The Dart, whence the moor derives its compound name, is a river of some importance, which, rising in the vicinity and winding its fertilizing way through the pleasant town of Totness, becomes navigable for small vessels, and, at a distance of about twelve miles, having in its course received the tributary stream of Hareburn, empties itself into the sea at Dartmouth-haven.
The Moor itself is formed of mountains, wild and rugged, the bowels of which are enriched by various kinds of ore, furnishing ample inducements for the mere speculator and the man of real fortune to embark in enterprise, supplying, at the same time, abundant employment for the hard-toiling and industrious miners who reside in the neighbourhood. A rich and extensive forest spreads its umbrageous covering over an extent of from eighty to one hundred thousand acres, excepting only where, by immense labour, plots of ground have been cleared and plantations formed. The proverbial barrenness, and sterility which once reigned over large patches of the moor in sickening monotony, has, in several districts, been considerably improved by tillage. The dwellers in this wild spot, to whom are applied the title of Moormen, seem to partake, in a considerable degree, of the nature of the soil they inhabit, and hence they are generally accounted the most ignorant and superstitious people in the west of England. Here the foundation of my tale lies, and having thus briefly despatched the business I proposed, I shall proceed at once to my narrative.

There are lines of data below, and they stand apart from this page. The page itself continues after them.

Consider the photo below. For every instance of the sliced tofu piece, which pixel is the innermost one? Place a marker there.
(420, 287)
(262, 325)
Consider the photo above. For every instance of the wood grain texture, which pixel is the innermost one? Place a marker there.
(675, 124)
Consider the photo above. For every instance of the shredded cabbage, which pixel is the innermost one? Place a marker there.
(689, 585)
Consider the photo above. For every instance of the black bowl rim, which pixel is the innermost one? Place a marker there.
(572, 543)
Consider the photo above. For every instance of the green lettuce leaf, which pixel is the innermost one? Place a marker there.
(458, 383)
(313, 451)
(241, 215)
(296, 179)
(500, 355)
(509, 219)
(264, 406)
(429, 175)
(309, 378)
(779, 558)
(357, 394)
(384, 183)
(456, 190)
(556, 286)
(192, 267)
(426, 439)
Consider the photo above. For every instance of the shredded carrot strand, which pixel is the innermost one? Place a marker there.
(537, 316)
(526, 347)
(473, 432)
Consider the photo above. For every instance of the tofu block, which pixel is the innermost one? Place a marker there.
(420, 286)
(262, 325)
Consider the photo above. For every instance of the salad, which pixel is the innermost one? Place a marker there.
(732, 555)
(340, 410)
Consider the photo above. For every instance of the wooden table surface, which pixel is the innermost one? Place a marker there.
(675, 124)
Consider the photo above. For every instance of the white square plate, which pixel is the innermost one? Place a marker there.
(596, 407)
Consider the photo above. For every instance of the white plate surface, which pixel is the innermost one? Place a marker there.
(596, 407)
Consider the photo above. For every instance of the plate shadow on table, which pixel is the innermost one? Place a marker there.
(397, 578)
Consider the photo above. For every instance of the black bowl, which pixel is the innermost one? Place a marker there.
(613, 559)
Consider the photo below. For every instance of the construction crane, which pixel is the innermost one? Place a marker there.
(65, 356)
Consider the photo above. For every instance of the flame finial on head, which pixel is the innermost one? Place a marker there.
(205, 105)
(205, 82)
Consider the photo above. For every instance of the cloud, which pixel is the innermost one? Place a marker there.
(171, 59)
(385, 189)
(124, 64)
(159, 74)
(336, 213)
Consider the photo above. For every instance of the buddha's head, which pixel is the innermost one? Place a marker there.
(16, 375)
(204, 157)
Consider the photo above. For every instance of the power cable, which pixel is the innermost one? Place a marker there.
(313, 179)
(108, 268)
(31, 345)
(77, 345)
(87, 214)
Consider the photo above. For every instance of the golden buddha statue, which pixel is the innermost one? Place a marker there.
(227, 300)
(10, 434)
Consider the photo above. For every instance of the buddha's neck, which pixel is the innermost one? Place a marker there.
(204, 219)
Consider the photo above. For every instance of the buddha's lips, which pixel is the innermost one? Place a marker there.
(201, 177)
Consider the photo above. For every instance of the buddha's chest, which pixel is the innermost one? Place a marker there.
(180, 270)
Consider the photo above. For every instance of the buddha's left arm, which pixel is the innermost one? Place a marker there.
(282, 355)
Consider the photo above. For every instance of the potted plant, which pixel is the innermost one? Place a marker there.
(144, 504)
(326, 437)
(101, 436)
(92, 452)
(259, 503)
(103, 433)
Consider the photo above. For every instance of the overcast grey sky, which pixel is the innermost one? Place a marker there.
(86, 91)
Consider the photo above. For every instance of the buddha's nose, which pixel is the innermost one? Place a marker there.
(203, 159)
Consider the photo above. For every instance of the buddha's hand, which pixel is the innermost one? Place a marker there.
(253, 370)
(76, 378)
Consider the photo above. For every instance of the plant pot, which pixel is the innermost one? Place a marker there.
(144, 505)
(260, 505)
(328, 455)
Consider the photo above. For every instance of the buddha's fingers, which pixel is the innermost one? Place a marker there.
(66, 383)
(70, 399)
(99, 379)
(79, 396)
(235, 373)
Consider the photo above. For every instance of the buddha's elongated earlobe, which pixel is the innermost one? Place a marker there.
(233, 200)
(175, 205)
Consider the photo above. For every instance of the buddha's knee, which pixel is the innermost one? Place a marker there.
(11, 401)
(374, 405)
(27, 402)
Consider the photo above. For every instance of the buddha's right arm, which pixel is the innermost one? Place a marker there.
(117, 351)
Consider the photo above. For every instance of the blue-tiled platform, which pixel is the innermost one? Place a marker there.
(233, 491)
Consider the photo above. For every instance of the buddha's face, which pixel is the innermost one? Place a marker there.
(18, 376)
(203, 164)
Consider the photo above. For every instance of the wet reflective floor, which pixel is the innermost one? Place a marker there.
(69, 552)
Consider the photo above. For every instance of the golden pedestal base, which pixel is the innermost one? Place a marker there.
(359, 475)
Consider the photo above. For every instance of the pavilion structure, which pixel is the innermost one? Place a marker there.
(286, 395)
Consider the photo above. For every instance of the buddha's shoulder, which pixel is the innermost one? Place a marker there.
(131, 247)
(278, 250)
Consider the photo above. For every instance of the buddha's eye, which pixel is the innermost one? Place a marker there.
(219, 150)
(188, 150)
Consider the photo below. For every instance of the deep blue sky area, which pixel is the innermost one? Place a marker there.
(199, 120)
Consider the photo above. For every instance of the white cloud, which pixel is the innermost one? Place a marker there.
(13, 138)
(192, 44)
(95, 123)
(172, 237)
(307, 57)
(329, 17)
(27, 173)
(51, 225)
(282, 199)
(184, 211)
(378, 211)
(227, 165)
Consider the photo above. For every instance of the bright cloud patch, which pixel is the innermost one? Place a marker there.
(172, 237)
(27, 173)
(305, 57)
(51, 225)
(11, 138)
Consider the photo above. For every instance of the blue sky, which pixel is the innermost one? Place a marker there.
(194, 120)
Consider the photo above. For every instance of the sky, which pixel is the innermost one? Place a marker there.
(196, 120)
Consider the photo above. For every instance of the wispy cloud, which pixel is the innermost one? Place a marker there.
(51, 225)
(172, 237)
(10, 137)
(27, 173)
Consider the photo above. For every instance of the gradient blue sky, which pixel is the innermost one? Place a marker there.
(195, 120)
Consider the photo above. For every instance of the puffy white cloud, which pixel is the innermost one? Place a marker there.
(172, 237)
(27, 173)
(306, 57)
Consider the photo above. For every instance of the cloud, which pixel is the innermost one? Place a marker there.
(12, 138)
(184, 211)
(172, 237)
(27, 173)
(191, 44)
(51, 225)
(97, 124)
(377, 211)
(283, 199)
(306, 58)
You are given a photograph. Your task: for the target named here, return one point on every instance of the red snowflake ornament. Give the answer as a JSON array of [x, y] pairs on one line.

Towards the close of a dark and stormy December day I found myself, solitarily enough, among the wilds and windings of this lone place. The snow and sleet which had continued for some time to fall with a kind of moderation, now came down thick and fast. The howling rough winds swept in noisy gusts the deep ravines, and roared with tornadian violence among the cracking branches of the forest-trees upon the heights. All was drear and comfortless, and feeling no particular inclination to enact the part of a knight of the forest on such a night, I spurred on my halfjaded Rosinante to the top of his speed, hoping soon to meet with the cheering sight of a road-side house of entertainment for man and horse. In less than half an hour my wishes were gratified. To be fastidious in such a storm I considered would be ridiculous in the extreme, and hence, determining to suit myself to the entertainment I might meet with at the rustic inn, I drew up at the door, and in a few minutes, after seeing my horse well lodged in a warm stable, found myself seated by a blazing fire, in company with some half-dozen
persons, who appeared to deserve the appellation of the respectables of the place."
I had not long occupied my easy seat before an opinion, which it was very evident generally prevailed among the guests, was freely stated, namely, that the particular low moaning sounds which at intervals were heard, were the spirit-cry of a person who some years before had committed the rash act of suicide near the spot. I was surprised at the superstition of the adult group, and being anxious to become acquainted with the history of an affair which appeared connected with circumstances so mysterious, I inquired of the chief speaker if he was familiar with the entire case. With much affability and equal gravity he assured me he was, as indeed all persons were who resided within a score miles. of the place, and that if I, as a stranger, felt a particular wish to be informed of it, he would cheerfully relate the tale most sad, yet not more sad than true. I thanked him for his politeness, and assured him I should feel the obligation of his kindness, when, without further prelude, he narrated, in substance, as follows :
" It is now between fifteen and twenty years, sir, since a young man of the name of Adolphus Claremont commenced the business of a grocer in a neighbouring town. He was a person of pleasing appearance and genteel address; his invariable civility to his customers, and constant attention to business, soon obtained him a considerable connexion. No establishment in the whole town could vie with his for taste, and no one surpassed it for cleanliness. The attention of every passer-by was attracted by it, and in a short time the name of Claremont became as familiar as the most popular tavern-keeper's in the place. Frequently, at an early hour in the morning, I have passed by his house, and while others in his line were indulging themselves in sleep, and for hours after, he was seen actively employed among his commodities, dressing out his window, or removing every particle of dust or dirt from every part of his premises, so that, by the time his customers came, he was prepared to attend to them.
“As I have said, he became well known, esteemed, and popular. There may, indeed, have been one circumstance which tended to raise him high in the good graces of the young ladies of the town, beside the other recommendations referred to, and that was, his being at the time a bachelor. None could be indifferent to his attractive person; he had a fine manly figure, with a countenance of the most fascinating order, from which kindness and benevolence appeared constantly to beam.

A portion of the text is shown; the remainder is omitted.